According to the statement,
molmassargon * Far + molmassN2 * Fn2 = 1.361 * 22.4
And we know,
Far + Fn2 = 1
Now, we have two equations:
1) molmassargon * Far + molmassN2 * Fn2 = 1.361 * 22.4
2) Far + Fn2 = 1
The molar mass of Argon (Ar) is 39.948 g/mol, and the molar mass of Nitrogen (N2) is 28.014 g/mol.
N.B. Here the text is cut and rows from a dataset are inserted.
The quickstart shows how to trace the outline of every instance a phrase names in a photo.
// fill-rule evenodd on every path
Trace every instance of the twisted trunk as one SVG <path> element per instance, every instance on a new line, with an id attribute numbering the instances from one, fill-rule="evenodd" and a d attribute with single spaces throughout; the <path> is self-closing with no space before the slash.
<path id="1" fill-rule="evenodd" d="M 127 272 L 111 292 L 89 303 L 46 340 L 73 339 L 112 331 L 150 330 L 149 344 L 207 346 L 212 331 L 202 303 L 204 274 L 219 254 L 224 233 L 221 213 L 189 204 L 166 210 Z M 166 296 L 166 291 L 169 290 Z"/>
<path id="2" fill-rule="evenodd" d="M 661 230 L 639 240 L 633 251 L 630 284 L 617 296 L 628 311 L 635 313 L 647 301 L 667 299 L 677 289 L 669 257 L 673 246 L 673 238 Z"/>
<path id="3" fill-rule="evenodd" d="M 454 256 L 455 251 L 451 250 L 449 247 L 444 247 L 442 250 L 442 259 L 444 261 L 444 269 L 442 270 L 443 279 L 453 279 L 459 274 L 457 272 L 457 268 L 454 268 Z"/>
So plug these values into equation 1:
39.948 * Far + 28.014 * Fn2 = 1.361 * 22.4
Now we need to solve these two equations for Far and Fn2:
First, we can solve equation 2 for Far:
Far = 1 - Fn2
Substitute this into equation 1:
39.948 * (1 - Fn2) + 28.014 * Fn2 = 1.361 * 22.4
Distribute and combine like terms:
39.948 - 39.948 * Fn2 + 28.014 * Fn2 = 30.4856
Combine the Fn2 terms:
11.934 * Fn2 = -9.4624
Now, solve for Fn2:
Fn2 = -9.4624 / 11.934
Fn2 ≈ 0.793
Now that we have the mole fraction of Nitrogen, we can find the mole fraction of Argon:
Far = 1 - Fn2
Far = 1 - 0.793
Far ≈ 0.207
So the mole fraction of Argon (Ar) is approximately 0.207, and the mole fraction of Nitrogen (N2) is approximately 0.793.